When it comes to my favorite pairings . . . I was recently cooking at a friend’s family home in Nice (I always wanted to say that) and we made a decadent braised osso buco with gremolata and served it over a creamy black pepper and pecorino risotto. Our host chose a 1985 Chateau Margaux that curled my toes! Another of my favorites is the classic plate of Stilton, dark chocolate, dried apricots, and toasted cashews served with a silky tawny Port — that’s the last taste I want before seeing the pearly gates.
Melissa Monosoff, Master Sommelier Diploma
My go-to theory is, “What grows together goes together.” In other words, pairing beverages and foods from the same country or region. Also, it is super important to learn how structural elements of wine such as sweetness, acidity, and tannins interact with food. Equally important is matching the intensity of the flavors in your wine with those of your food.
It totally depends on the scenario on whether to start with the wine or food when coming up with a pairing. If I have an awesome bottle of wine and need to figure out the food pairing or vice versa — a beautiful piece of fish I need to find the perfect wine for —either way works.
The perfect pairing, in my opinion, always involves Champagne or a sparkling wine, on every occasion. Champagne goes well with many styles of appetizers because the food often has salty elements that help mitigate the racy acidity of Champagne. Richer styles of Champagne can take you all the way through entrees with a great roasted chicken or even roast tenderloin. However, a mistake I see too often is wedding cake with dry Champagne. Remember, sweet Champagnes with dessert!
In the end, a perfect pairing may maximize enjoyment and elevate a dining experience, but I believe people should focus on drinking what they enjoy the most with whatever it is they are eating — perfect pairing or not. The worst thing you can do is overthink it to the point of non-enjoyment.

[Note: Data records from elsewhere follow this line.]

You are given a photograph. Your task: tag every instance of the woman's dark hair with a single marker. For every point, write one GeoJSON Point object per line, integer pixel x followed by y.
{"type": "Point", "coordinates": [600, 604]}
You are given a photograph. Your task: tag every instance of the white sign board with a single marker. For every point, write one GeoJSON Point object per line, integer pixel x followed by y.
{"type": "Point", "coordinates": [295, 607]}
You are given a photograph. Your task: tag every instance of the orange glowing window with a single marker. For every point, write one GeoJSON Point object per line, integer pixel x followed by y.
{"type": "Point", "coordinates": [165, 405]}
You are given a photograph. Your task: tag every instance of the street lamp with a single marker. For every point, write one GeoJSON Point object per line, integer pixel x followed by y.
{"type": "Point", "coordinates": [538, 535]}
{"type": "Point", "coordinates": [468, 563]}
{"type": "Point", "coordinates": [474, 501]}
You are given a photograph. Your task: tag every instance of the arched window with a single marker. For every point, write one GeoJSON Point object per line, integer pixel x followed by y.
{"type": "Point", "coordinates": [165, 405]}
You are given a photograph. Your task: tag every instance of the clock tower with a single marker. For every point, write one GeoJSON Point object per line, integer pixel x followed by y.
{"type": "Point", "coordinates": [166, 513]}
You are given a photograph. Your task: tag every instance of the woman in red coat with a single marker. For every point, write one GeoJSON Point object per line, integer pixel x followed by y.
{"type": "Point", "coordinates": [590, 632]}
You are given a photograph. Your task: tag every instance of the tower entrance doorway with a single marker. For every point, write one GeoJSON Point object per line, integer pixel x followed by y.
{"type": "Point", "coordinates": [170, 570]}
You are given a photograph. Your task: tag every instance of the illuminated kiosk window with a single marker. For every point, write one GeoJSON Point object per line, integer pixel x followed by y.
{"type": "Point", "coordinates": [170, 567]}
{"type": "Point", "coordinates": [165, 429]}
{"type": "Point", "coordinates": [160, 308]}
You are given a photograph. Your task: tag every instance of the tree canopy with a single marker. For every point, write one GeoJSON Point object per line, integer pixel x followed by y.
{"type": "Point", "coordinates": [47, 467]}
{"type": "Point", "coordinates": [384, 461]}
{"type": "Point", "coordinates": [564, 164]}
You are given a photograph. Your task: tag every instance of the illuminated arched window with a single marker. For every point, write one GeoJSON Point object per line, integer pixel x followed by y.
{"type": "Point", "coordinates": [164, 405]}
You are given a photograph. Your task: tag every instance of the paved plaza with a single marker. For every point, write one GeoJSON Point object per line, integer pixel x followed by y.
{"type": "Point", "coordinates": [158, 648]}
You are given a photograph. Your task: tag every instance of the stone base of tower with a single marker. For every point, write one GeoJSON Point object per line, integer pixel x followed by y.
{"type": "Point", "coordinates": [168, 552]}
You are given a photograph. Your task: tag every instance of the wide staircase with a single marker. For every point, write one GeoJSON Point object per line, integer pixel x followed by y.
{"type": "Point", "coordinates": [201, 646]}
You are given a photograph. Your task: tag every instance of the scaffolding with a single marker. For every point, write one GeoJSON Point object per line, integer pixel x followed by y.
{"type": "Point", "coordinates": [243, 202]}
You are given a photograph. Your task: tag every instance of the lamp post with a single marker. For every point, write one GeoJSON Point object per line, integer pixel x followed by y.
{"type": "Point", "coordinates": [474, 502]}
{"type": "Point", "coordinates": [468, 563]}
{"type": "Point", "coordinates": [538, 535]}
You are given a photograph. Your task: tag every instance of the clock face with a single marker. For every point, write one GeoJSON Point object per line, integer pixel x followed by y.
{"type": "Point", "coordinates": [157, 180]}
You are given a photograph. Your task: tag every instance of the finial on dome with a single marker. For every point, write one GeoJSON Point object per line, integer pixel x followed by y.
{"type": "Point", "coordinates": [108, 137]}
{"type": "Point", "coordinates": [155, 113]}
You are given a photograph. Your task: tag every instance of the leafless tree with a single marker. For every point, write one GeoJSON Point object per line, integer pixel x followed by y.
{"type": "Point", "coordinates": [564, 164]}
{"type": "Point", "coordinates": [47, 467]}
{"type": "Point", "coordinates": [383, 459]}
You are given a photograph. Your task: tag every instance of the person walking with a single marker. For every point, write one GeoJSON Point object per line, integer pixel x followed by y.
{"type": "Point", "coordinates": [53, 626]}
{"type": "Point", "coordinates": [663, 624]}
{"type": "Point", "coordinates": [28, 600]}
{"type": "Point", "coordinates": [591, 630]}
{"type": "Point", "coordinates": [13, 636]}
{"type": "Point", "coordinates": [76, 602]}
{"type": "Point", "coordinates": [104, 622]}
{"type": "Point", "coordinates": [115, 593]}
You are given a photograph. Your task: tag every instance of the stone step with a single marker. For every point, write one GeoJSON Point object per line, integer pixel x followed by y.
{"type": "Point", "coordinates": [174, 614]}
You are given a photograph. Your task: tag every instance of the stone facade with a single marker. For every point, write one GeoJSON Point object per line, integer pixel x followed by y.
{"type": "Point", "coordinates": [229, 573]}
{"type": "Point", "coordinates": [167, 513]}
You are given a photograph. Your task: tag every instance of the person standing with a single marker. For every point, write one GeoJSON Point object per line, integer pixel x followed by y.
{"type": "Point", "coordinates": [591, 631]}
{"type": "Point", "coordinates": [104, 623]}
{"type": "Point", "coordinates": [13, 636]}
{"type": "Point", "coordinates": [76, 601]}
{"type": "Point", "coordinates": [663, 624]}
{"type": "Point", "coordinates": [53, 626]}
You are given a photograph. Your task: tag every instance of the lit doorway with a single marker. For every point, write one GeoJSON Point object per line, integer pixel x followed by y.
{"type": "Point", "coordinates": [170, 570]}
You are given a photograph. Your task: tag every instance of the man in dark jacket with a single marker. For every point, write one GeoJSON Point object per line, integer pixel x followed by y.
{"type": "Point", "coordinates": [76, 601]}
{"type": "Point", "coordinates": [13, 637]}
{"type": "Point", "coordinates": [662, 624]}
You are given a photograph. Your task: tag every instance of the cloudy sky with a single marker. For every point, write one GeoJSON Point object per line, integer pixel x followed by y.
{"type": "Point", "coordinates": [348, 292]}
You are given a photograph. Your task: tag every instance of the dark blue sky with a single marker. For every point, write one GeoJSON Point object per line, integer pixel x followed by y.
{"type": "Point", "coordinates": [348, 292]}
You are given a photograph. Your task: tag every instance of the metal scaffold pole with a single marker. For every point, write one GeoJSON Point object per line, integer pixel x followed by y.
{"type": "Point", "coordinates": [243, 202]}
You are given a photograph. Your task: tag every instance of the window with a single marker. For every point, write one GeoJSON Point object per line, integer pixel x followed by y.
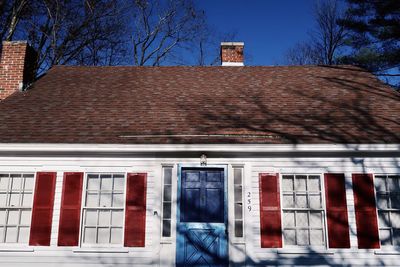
{"type": "Point", "coordinates": [303, 211]}
{"type": "Point", "coordinates": [388, 205]}
{"type": "Point", "coordinates": [238, 201]}
{"type": "Point", "coordinates": [103, 209]}
{"type": "Point", "coordinates": [16, 192]}
{"type": "Point", "coordinates": [167, 201]}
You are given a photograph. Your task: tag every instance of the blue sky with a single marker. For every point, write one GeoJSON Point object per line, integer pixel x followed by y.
{"type": "Point", "coordinates": [268, 27]}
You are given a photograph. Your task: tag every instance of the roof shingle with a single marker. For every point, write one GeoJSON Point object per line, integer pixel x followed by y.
{"type": "Point", "coordinates": [139, 105]}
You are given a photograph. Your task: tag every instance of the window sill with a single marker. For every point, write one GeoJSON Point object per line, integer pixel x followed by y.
{"type": "Point", "coordinates": [16, 249]}
{"type": "Point", "coordinates": [387, 252]}
{"type": "Point", "coordinates": [101, 250]}
{"type": "Point", "coordinates": [305, 251]}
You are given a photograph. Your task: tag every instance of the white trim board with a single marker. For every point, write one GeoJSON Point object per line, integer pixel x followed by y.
{"type": "Point", "coordinates": [37, 147]}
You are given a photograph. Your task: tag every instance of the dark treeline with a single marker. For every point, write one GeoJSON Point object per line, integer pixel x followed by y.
{"type": "Point", "coordinates": [112, 32]}
{"type": "Point", "coordinates": [358, 32]}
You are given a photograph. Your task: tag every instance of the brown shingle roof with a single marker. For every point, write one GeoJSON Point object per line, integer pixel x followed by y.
{"type": "Point", "coordinates": [304, 104]}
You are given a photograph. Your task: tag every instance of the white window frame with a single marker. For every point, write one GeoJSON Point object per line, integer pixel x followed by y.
{"type": "Point", "coordinates": [323, 203]}
{"type": "Point", "coordinates": [388, 210]}
{"type": "Point", "coordinates": [7, 208]}
{"type": "Point", "coordinates": [167, 239]}
{"type": "Point", "coordinates": [83, 207]}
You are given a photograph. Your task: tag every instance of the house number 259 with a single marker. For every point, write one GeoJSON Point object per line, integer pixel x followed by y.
{"type": "Point", "coordinates": [249, 201]}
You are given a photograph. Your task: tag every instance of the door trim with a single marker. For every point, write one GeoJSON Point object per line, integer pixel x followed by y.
{"type": "Point", "coordinates": [178, 199]}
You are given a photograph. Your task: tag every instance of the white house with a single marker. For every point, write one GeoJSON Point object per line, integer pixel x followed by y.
{"type": "Point", "coordinates": [197, 166]}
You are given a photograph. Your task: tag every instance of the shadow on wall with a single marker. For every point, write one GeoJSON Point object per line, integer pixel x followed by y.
{"type": "Point", "coordinates": [328, 119]}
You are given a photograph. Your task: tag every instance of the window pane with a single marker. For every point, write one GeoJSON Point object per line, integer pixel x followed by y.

Chef: Kevin Cleary, Vin Bar & Shop, Burlington, Vermont
I know that the current thinking is “Drink what you want with whatever it is you’re eating,” and that’s fine. But, you can run into some major problems by following this rule. First and foremost would be to make sure that either the food or wine does not overpower the other. A huge, blockbuster Cabernet will obliterate a delicate dish of poached sole! Then, make sure the balance is there. If the food is intensely flavored, try to choose a wine that is equally intense in flavor and vice versa. Acidity is also a good example of this. If you have a high acid food, such as a tomato sauce or gastric, you are going to need a high acid wine. If the wine does not have enough acid it will taste dull and flabby because the acid in the food overwhelms the wine. People may balk at this reasoning and think that’s too much acidity but the food and wine will pair well as the acidity levels match.

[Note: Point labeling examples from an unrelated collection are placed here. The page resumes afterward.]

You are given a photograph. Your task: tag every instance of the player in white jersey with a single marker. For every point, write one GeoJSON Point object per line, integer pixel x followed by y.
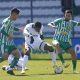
{"type": "Point", "coordinates": [33, 38]}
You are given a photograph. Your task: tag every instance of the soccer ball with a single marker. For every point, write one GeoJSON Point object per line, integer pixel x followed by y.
{"type": "Point", "coordinates": [58, 70]}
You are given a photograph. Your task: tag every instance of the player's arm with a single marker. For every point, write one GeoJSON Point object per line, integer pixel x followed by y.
{"type": "Point", "coordinates": [54, 23]}
{"type": "Point", "coordinates": [18, 29]}
{"type": "Point", "coordinates": [3, 30]}
{"type": "Point", "coordinates": [78, 23]}
{"type": "Point", "coordinates": [75, 23]}
{"type": "Point", "coordinates": [26, 32]}
{"type": "Point", "coordinates": [51, 24]}
{"type": "Point", "coordinates": [41, 33]}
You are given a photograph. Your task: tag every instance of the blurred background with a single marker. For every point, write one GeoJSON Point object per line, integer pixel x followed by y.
{"type": "Point", "coordinates": [44, 11]}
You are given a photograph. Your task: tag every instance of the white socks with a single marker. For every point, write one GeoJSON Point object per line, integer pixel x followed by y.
{"type": "Point", "coordinates": [25, 60]}
{"type": "Point", "coordinates": [53, 56]}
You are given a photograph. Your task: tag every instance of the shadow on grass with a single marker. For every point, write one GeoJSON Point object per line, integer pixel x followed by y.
{"type": "Point", "coordinates": [44, 74]}
{"type": "Point", "coordinates": [34, 74]}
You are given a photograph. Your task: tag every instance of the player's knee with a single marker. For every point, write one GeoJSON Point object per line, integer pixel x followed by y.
{"type": "Point", "coordinates": [49, 48]}
{"type": "Point", "coordinates": [28, 52]}
{"type": "Point", "coordinates": [15, 52]}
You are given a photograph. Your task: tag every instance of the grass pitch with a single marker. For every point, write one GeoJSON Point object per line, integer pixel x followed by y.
{"type": "Point", "coordinates": [41, 70]}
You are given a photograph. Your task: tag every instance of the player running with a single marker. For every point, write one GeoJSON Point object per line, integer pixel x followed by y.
{"type": "Point", "coordinates": [7, 38]}
{"type": "Point", "coordinates": [62, 36]}
{"type": "Point", "coordinates": [33, 38]}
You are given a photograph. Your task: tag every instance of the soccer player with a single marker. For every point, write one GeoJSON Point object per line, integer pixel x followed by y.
{"type": "Point", "coordinates": [33, 40]}
{"type": "Point", "coordinates": [7, 38]}
{"type": "Point", "coordinates": [62, 36]}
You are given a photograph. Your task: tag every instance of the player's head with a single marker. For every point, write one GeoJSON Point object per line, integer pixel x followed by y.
{"type": "Point", "coordinates": [14, 13]}
{"type": "Point", "coordinates": [37, 26]}
{"type": "Point", "coordinates": [68, 15]}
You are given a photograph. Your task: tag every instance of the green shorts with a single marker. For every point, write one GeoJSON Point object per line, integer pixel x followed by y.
{"type": "Point", "coordinates": [64, 45]}
{"type": "Point", "coordinates": [7, 48]}
{"type": "Point", "coordinates": [10, 48]}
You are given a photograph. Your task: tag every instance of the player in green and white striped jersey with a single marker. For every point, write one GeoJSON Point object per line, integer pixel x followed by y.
{"type": "Point", "coordinates": [7, 38]}
{"type": "Point", "coordinates": [62, 37]}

The other basic principle I think everyone should pay attention to is the old adage of “white with fish and red with meat.” I know it’s not fashionable to follow this principle (see earlier) but it does make sense particularly when you’re drinking highly tannic wines.
Sweet foods are the hardest to pair, particularly chocolate. If the wine is not sweet the wine gets overwhelmed. Many people think that chocolate and red wine are classic combinations but more often than not this is a terrible combination. The chocolate coats the mouth (especially milk chocolate) with fats, tannins and sweet flavors. A tannic red will strip these away and all you are left with is the astringent tannins and acid from the wine. A better wine for chocolate would be Port (late bottled vintage or ruby), a sweet Lambrusco, or a sweet fortified.
For a dinner party with multiple courses that includes a fish and meat course I think Grenache or Grenache-based wines are a good choice. They’re usually fruity with softer tannins and nice bright acidity.